2026-08-13 –, Room 4
Reproducibility in scientific analyses is often hampered by insufficient tooling. Large data and slow computations force users to save partial results to disk, and the actual steps to reproduce the entire chain from raw data to end results are lost. Here we present ReproducibleJobs.jl - a computational framework that enables natural workflows and fast turnaround, while still achieving reproducibility and show how it works in practice for single cell expression data in SingleCellProjections.jl.
In this talk, we will describe how ReproducibleJobs.jl is structured, and show how it is used in SingleCellProjections.jl to achieve reproducible and practical workflows for large single cell expression data.
ReproducibleJobs.jl is a framework for reproducible analyses of scientific data, that is based on the following ideas:
* The burden of reproducibility should be moved from the user to the packages they use for analysis, when possible.
* Memoization/caching is a good strategy because while the raw data can be large, the computed results are in essence much smaller.
* It is possible to create succinct specifications of how to perform analyses.
Results in ReproducibleJobs.jl are lazy. Consider a simple but standard single cell workflow that look something like this:
counts = load_counts(["paths/to/large/files"])
transformed = sctransform(counts)
normalized = normalize_matrix(transformed)
reduced = pca(normalized; nsv=100)
To actually retrieve the result of the PCA (Principal Component Analysis) computation, the user then needs to call fetch!(reduced). This is what enables ReproducibleJobs.jl to work under the hood. The lazy result is in fact a specification, a recipe, of what to compute. And if the computation was already memoized (cached), even in an earlier Julia session, ReproducibleJobs.jl can load the result from disk directly, without accessing any data for the earlier analysis steps. Importantly, several steps are taken to standardize the specifications, such that only changes that actually affect the results cause recomputations.
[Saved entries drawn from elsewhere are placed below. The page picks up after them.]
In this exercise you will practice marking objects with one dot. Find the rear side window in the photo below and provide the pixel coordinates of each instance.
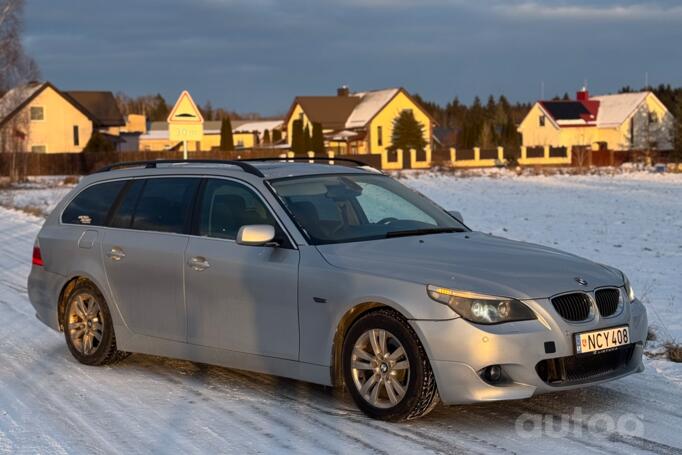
(227, 206)
(165, 204)
(126, 208)
(92, 205)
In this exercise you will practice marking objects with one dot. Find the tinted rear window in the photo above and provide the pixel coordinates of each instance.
(165, 204)
(92, 205)
(124, 213)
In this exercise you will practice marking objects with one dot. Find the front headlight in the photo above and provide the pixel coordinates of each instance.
(628, 288)
(481, 309)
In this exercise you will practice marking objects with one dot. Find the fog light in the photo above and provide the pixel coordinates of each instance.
(493, 373)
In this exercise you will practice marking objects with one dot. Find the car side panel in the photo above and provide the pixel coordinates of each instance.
(327, 293)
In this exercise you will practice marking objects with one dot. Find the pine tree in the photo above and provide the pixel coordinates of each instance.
(297, 143)
(408, 133)
(317, 141)
(276, 135)
(226, 139)
(676, 155)
(307, 139)
(159, 112)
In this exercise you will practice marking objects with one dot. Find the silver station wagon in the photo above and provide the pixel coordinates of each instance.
(328, 273)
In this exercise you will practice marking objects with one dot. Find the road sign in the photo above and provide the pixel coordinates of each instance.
(185, 122)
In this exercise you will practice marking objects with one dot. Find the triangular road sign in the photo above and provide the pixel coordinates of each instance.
(185, 110)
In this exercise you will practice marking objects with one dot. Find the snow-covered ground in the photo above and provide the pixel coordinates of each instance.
(51, 404)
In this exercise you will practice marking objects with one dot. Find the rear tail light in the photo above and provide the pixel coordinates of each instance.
(37, 257)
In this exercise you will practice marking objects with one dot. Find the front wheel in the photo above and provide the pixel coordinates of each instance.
(386, 368)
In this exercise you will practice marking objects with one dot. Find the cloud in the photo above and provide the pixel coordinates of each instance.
(637, 12)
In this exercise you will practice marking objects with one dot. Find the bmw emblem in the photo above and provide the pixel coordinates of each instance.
(581, 281)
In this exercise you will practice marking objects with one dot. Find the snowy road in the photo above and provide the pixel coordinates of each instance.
(51, 404)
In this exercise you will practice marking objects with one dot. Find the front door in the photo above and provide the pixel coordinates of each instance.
(240, 298)
(143, 252)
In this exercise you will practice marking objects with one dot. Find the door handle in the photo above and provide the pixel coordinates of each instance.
(199, 263)
(116, 254)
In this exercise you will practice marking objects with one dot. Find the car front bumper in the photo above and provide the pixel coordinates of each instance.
(459, 350)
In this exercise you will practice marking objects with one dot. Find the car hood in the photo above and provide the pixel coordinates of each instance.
(474, 262)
The talk also describe some of the technical challenges and solutions relating to:
* Specification design
* Specification metaprogramming/preprocessing - going from "intent" to "implementation"
* Hashing and caching
* Canonical representations of specifications and why they are important
* Strategies for handling high-level data types (such as tables, DataMatrices (matrix + variable & observation annotations)) in specifications
* Stability across Julia sessions and package versions
* How specification metaprogramming enables projections of one dataset onto another in SingleCellProjections.jl
SingleCellProjections.jl is a package for analyzing Single Cell expression data in Julia, with support for loading, transforming, normalizing, filtering, doing dimension reduction, performing statistical tests and more. Internally, SingleCellProjections.jl uses matrix expressions built from sparse and low rank matrices, thus avoiding speed and memory problems that competing (R/python) packages face when using large dense matrices.
Rasmus Henningsson’s research interests are centered around high-dimensional biological data in general and Leukemia in particular. He is currently developing new methods for dimension reduction, analysis and visualization of single cell expression data. He got his PhD degree in applied mathematics at Lund University in 2018, working on dimension reduction, viral evolution and Leukemia.